One of the oldest practices in software development is when Development (Dev) is done programming and the “feature” or “version” is handed to Quality Assurance (QA). QA can spend hours, days, and sometimes weeks reviewing documentation, executing test cases, and holding bug-bash parties. This may sound efficient and fun at first but the party is short-lived when bugs are reported and the Devs starts fixing bugs and sometimes defending themselves.
The romance Dev and QA feel when a project starts always begins with happiness and enthusiasm but quickly turns mutinous when Dev fortifies itself against the never ending bug reports and feature-creep requests from QA and User-Acceptance-Testing (UAT).
Instead of narrating every permutation of Dev vs. QA conflict, which is inevitable in a traditional software development shop, I’m going to skip ahead and describe a different way using Embedded QA and a definition of Done (DoD) based on Agile/Lean Methodology.
Each group of Devs work on one “feature” at a time. By “feature” I mean something very small and useful that can be tested. In Agile Methodology, this unit of work is called a Story. The Devs start work on the next Story only when the previous Story is totally complete. That is, each Story is Done only when QA has reviewed it and it has been accepted by the end-user. That’s right! Devs should not start new work-in-process until QA and UAT is complete by the Product Owner. The DoD should be specific and consistent across all Stories to attain high quality software.
There are two key elements at play which make this model work. Devs are code-complete on a small, testable, piece of functionality (a Story). QA only has to manually test one small piece of functionality at a time (the same story). The glue which holds these two elements together is what I call Embedded QA.

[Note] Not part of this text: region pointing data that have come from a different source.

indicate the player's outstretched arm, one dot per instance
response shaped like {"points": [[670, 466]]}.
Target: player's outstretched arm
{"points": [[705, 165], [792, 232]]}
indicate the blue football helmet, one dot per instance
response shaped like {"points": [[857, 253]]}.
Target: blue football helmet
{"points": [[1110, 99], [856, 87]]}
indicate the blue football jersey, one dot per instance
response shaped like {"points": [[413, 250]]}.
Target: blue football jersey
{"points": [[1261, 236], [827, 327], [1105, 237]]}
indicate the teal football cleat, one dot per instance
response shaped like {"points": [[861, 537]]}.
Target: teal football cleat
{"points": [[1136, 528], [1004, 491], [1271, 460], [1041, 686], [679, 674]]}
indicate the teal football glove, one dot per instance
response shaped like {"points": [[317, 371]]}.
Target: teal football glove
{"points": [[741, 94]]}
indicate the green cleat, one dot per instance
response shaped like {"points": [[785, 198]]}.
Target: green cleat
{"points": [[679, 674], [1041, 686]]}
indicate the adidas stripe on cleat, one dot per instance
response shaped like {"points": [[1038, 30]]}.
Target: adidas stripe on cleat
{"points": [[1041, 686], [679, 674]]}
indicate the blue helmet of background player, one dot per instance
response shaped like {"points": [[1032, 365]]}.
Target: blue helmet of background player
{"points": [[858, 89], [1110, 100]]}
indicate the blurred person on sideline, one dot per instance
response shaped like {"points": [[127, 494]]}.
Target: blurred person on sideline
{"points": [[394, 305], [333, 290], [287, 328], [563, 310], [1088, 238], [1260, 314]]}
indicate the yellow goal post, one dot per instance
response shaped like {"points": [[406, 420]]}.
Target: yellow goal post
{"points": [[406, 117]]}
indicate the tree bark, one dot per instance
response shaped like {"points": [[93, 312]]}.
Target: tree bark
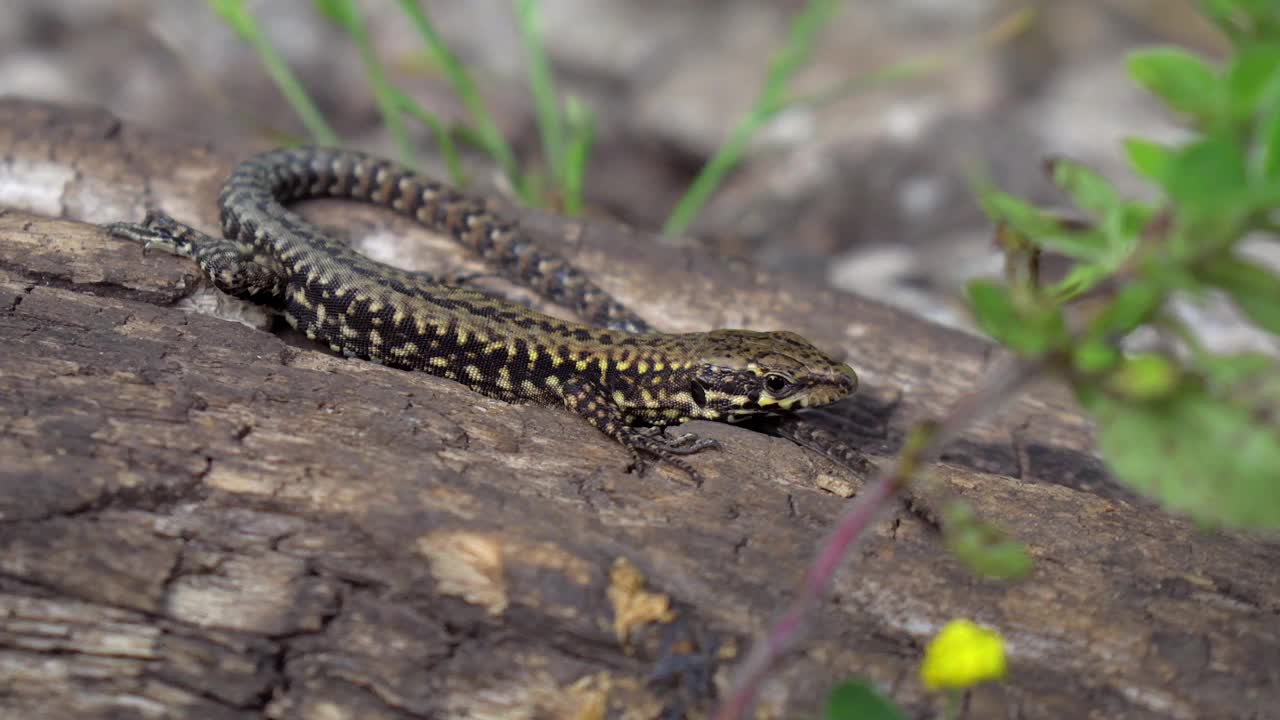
{"points": [[201, 519]]}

My description of Embedded QA is when the Dev team and the QA team are the same team! The Devs and QA work on the same thing at the same time. The first objection most traditionalists have to this practice is, “Won’t that make Devs less efficient?” The second objection most traditionalists have is, “Won’t waiting for Dev to finish make QA less efficient?” The short answers are surprisingly, Yes and Yes.
To address the first objection, “won’t that make Devs less efficient?”, I answer Yes! Dev’s will be less efficient individually because they will be working on one thing at a time. But working as a team rather than individuals, they will have higher team throughput. That is, the software development team will have higher global throughput because there will be less context shifting, more knowledge sharing, less cognitive load, more accountability, less over-engineering, and ultimately less rework so you shouldn’t care about individual Dev efficiency.
To address the second objection, “won’t waiting for Dev to finish make QA less efficient?”, I again answer Yes! QA will be less efficient as individuals because they won’t be filing as many bug reports — they can simply show their Dev teammate the problem and watch it get fixed in minutes. QA will be less efficient because they won’t need to test as much software. That is, the software development team will have less rework and therefore QA won’t have to retest the same feature over and over. The team’s global throughput will be higher with quicker QA turnaround, no need for extensive documentation, less rework, and a high standard of quality — all because Devs and QA have meet the DoD before moving on to the next Story. There’s no reason to keep a list of defects or have an extensive QA time if the Story is accepted by the Product Owner when the Dev work is Done. Also, many Devs choose to write automated tests to help QA go faster.
Code/QA/Demo -> Code/QA/Demo -> Code/QA/Demo -> Release!
The core condition for belief in the Embedded QA model (and Agile/Lean in general) is that accountability and capability are coupled. Or phrased another way, having QA and Dev on the same team makes the Devs accountable right away.
It is true! Devs and QA can live and work together in harmony when they share ideas instead of hand-off, talk to each other instead of documenting defects, and have a shared vision of being Done.
** Some other elements which contribute to a successful Dev & QA Embedded team is the use of a Continuous Integration (CI) server, high Product Owner involvement, automated test suites, story tasking, retrospectives, and many other Agile and Lean practices.